Wright Morris, L'Essence du Visible @ Fondation Henri Cartier-Bresson

Wright Morris, Dresser Drawer, Ed's Place, Norfolk Nebraska, 1947
The Fondation Henri-Cartier Bresson has recently moved its galleries to a wonderful new space on rue des Archives. I missed the inaugural Martine Frank exhibition earlier in the year, so the Wright Morris was my first venture to the new space.

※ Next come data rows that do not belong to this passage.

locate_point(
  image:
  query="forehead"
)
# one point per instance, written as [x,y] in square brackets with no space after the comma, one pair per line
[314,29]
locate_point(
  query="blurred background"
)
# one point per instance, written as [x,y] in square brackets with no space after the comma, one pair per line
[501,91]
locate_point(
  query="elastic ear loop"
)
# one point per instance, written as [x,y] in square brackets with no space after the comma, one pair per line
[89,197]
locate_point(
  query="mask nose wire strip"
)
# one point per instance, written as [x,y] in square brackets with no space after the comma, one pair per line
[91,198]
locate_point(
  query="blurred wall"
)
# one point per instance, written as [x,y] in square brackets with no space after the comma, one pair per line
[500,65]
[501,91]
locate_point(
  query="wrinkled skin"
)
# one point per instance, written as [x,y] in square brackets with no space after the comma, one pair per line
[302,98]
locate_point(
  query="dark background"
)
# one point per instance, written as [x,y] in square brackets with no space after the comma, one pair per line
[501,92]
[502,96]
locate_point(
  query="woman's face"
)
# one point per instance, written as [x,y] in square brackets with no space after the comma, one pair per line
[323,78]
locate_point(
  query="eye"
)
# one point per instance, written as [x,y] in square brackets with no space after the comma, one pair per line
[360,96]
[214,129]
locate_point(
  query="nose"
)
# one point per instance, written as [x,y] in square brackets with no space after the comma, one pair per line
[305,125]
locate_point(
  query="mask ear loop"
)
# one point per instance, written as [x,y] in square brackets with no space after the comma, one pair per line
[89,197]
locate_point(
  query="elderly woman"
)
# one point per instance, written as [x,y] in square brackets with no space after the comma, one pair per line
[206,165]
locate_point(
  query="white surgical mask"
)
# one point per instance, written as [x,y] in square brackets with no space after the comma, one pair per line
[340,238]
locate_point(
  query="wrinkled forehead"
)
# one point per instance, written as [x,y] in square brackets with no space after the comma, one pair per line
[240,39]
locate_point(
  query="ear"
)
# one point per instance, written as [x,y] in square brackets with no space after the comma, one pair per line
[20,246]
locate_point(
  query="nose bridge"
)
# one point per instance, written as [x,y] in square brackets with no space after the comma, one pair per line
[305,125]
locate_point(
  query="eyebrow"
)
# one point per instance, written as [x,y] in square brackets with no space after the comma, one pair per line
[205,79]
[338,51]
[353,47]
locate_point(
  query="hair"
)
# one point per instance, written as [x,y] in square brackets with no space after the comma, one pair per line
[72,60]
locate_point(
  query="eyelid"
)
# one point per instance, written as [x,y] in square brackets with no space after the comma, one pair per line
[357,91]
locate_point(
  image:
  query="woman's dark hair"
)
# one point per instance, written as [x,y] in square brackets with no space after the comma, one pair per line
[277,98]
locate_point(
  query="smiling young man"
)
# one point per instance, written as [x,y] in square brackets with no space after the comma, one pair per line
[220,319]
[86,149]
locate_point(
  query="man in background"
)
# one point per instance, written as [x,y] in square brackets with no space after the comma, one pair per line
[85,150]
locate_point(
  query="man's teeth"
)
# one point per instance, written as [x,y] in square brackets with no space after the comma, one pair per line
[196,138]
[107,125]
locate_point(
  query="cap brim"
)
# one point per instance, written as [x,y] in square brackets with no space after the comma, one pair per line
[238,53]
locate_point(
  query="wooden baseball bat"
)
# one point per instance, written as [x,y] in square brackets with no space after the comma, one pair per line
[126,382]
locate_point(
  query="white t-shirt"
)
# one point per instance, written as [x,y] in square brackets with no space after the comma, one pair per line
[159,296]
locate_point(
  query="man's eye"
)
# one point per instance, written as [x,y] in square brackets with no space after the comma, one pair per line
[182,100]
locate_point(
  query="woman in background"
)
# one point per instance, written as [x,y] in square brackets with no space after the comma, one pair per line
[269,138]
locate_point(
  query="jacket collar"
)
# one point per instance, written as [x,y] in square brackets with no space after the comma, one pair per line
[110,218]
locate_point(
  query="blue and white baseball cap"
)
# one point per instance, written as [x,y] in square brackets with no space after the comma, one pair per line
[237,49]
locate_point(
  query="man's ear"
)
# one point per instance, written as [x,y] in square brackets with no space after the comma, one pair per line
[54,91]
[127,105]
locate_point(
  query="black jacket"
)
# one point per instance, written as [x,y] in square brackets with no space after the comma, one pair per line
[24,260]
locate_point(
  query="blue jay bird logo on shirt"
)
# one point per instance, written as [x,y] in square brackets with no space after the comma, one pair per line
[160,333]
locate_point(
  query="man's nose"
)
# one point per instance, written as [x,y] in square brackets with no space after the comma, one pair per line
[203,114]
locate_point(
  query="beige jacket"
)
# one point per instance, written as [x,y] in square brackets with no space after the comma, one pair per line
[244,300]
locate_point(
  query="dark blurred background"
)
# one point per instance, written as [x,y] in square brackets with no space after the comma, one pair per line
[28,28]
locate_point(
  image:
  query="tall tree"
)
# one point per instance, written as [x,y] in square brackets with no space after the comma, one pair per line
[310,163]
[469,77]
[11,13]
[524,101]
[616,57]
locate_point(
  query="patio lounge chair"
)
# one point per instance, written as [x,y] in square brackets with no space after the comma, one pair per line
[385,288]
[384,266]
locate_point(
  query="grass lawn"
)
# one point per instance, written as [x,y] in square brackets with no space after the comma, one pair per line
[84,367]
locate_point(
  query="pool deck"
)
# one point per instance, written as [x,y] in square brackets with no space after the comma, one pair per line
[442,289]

Wright Morris was born and presumably grew up in Norfolk, Nebraska in the prewar decades at the beginning of the twentieth century. And that is the world that not only informed his photography, but became its subject matter over the course of a lifetime. Morris oscillated between writing and photography it seems for much of his life, but the works in this exhibition indicate his skill with the camera. While some of the photographs reveal his concentrated focus on the effects of light, to me these images are about framing, and about composition.
Wright Morris, The Home Place, Norfolk Nebraska, 1947
For me, the photographs are interesting because they are about a midwest America that no longer exists. It is a hot, lonely and desolate world that was left behind following the depression and the postwar move to the cities. This sense of a lost world permeates the photographs. Windows are transparent and made opaque by the no longer used objects piles up behind them. They are simultaneously reflective of the activities on the street in front. It is important to note that Wright Morris's mid-West is a world that is well-lived in, rather than being desperately poor like that shown in Walker Evans famous photos. And unlike Walker Evans there are no people. Rather, Wright is interested in capturing the presence of people through their absence from a chair, a tin can left on the verandah, a comb missing teeth on an old vanity chest.

Wright Morris, "Gano" Grain Elevator, Kinsley, Kansas, 1940

I was struck - as I often am by the interior living spaces pictured in Walker Evans's photographs - by the immaculate tidiness of the interiors in Wright Morris's photographs. The people may not have fur coats and diamonds - more like frayed jackets and a pair of scissors on the table - but everything is in its place. The well-lived in spaces also have everything they need. It might be poor, but poverty is not the focus of the image. The markedly geometrical framing saves the images from evoking both pity and nostalgia. We see cupboards with doors that don't fit, we see old carpets and chairs, but there's no yearning for that past, there's no feeling sorry for their owners. Rather, we see in the images the rush to document worlds before they are lost.
Wright Morris, Farmhouse in Winter, Lincoln, Nebraska, 1941
As I wandered this exhibition, I was often overcome by thoughts of these places in Nebraska and Ohio today. This is middle America. These are the plains that saw the productivity of the land prior to the Depression, and I imagine that since then, things have gone downhill. This is the country of belief in a set of values and a way of life that no longer exists, a world that continues to be exploited by capitalism and the greed of those with power and money. It might look very different today, but it remains a world left behind.